We’re so deluded we want to believe. Quite badly.

August 12, 2008

Not one story this time, but two.
The first story is from Wales. And it’s almost unbelievable. The boys in blue were called by an un-named (I wonder why?) person who reported a “bright stationary object” was hovering above their home. I should point out that this information was released by the police to show people what constitutes a waste of police time. A typical excerpt is as follows:
Control Room: “South Wales Police, what’s your emergency?”
Caller: “It’s not really. I just need to inform you that across the mountain there’s a bright stationary object.”
Control room: “Right.”
Caller: “If you’ve got a couple of minutes perhaps you could find out what it is? It’s been there at least half an hour and it’s still there.”
So the dispatcher sent a couple of the squad’s finest to investigate.
The mystery was solved, as soon as the police arrived.
Here’s a later transcript of the exchange between the controller and an officer at the scene:
Control: “Alpha Zulu 20, this object in the sky, did anyone have a look at it?”
Officer: “Yes, it’s the moon. Over.”

The truth that was out there. And still is.

The truth that was out there. And still is.

And that, sadly, is the sort of idiot that will call the police because they’ve had one or two. Or three, or four (dozen).
So, because of the almost unbridled stupidity of some of the people we share oxygen with the police in Wales now answer their 999 calls by asking: “South Wales Police. What is your emergency?” rather than just asking how they can help you. Read the whole sadly true story here.
Which is something that I doubt would have saved the boys in blue in Scotland much time. They received more than a dozen calls to report UFOs in the sky. It appears that the calls were all made on a Saturday night. Anyone like to guess how many of them had been drinking? The story doesn’t make it clear, but either they were pissed, or they need rounding up and locking up.
The police were quoted as saying: “We’ve had call, after call, after call, saying it’s UFOs.”
Turns out that it was actually people playing some sort of game, who were releasing helium balloons with candles attached to them. Apparently they people were making a wish and releasing the balloons into the sky. I hope that they were wishing: “Please don’t let deluded people think that this is actually a UFO.”

Congratulations. You\'re a muppet.

Congratulations. You're a muppet.

Read more from the BBC about the whole story here.

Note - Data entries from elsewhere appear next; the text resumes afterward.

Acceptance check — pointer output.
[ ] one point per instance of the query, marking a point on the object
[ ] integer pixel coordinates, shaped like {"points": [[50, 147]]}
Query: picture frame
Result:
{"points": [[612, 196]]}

I know that I’ll probably annoy a few people with this, but do you really think that an alien life form that has the intelligence to travel across hundreds of millions of light-years is going to arrive on our planet and choose Grangemouth in Stirlingshire? On a Saturday night? No, me either.
The trouble is that people want to believe. Try believing in yourself and getting out there and creating your own exciting life. Or, alternatively, scan the skies, just in case. Trust me, if they do turn up, you’ll not miss it. I’ll even promise to let you know here.